DeFriest is not an entirely sympathetic figure. Despite being put in prison for a crime that really wasn’t, he escaped incarceration numerous times, often under the threat of violence. But director Gabriel London does his best work when he plays on the audience’s expectation of his central figure. When DeFriest is introduced, we see a menacing man through a pane of prison glass, reminiscent of Hannibal Lecter’s introduction in Jonathan Demme’s The Silence of the Lambs. London allows his subject the time to become an enigma or a nightmare, presenting him as the government’s fabricated reputation would have you believe, before cracking away the veneer to reveal the man beneath.
The Life and Mind of Mark DeFriest is divided into two parts: the story of DeFriest’s crime and subsequent escapes and the legal battle to reduce his prison sentence (at the beginning of filming, DeFriest’s expected release date was 2085, 104 years after taking the tools that led to his confinement).

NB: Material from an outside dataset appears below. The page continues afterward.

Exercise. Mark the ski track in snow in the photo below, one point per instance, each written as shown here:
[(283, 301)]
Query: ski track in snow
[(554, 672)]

The film’s most inspired choice is to illustrate much of the action surrounding the intricacies of DeFriest’s escape attempts and confinement. Paired with vocal recreations performed by Scoot McNairy (Monsters, 12 Years a Slave) and Shea Wiggum (Boardwalk Empire), the bold illustrations, subtly animated by Jonathan Corbiere, bring DeFriest’s escapes into harrowing focus without being too distracting.

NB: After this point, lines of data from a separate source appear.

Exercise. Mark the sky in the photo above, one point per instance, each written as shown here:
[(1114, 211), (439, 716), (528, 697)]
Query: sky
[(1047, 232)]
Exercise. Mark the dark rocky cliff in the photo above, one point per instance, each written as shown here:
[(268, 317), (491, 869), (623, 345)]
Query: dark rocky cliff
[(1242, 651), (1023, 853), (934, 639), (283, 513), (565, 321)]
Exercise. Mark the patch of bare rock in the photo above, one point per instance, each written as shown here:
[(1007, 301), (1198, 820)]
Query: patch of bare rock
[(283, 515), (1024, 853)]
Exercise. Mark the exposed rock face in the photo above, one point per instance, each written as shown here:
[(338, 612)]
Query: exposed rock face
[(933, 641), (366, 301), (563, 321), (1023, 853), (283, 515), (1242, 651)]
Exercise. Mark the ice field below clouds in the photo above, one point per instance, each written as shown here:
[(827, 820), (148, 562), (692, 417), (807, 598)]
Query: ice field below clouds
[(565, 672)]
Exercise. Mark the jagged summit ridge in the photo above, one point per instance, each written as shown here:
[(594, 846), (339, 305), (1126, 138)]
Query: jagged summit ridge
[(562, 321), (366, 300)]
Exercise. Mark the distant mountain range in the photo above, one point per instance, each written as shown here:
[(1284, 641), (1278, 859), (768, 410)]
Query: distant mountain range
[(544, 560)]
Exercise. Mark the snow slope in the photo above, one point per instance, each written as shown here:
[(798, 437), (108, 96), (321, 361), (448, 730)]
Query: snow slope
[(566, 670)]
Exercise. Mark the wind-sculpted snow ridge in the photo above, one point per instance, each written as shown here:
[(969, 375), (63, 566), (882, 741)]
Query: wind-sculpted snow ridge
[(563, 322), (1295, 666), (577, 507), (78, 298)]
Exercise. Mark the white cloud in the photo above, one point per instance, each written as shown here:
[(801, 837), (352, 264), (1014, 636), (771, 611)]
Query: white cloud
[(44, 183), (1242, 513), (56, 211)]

But it’s the second half (albeit much less thrilling than the first) that is the film’s thematic life force. In 1981, the opinion of Dr. Robert Berland is largely what sent Mark DeFriest to prison. Berland concluded that DeFriest had no mental incompetency; he was faking (the source of DeFriest’s very specific mental incapacity is a speculative glimpse into a horrific upbringing). Thirty years later, Berland has realized his mistake and is the primary force in advocating for his release. The nature of their relationship allows The Life and Mind of Mark DeFriest to transcend its true-crime premise, and become a touching study on the nature of forgiveness, redemption and mental illness. In the days since seeing the film, I’ve recommended it to several friends and acquaintances. And to my surprise, most of the people I’ve talked with about the film balk at the notion that a man as misguided as DeFriest can be a genius. It does seem paradoxical that a brilliant mind can lack the most basic functions of human foresight and reason. And such is the nature of the film, an exploration of how genius is often overshadowed by the insidious and devastating effects of mental illness.
The Life and Mind of Mark DeFriest exemplifies the complexities and oversights in the American Justice System. But it’s not just a film about the failures of a nation; it’s also a brave undertaking of what it means to be a troubled genius. And as for my home state of Florida? What can I say? I’m sorry and I promise we’re not all nuts.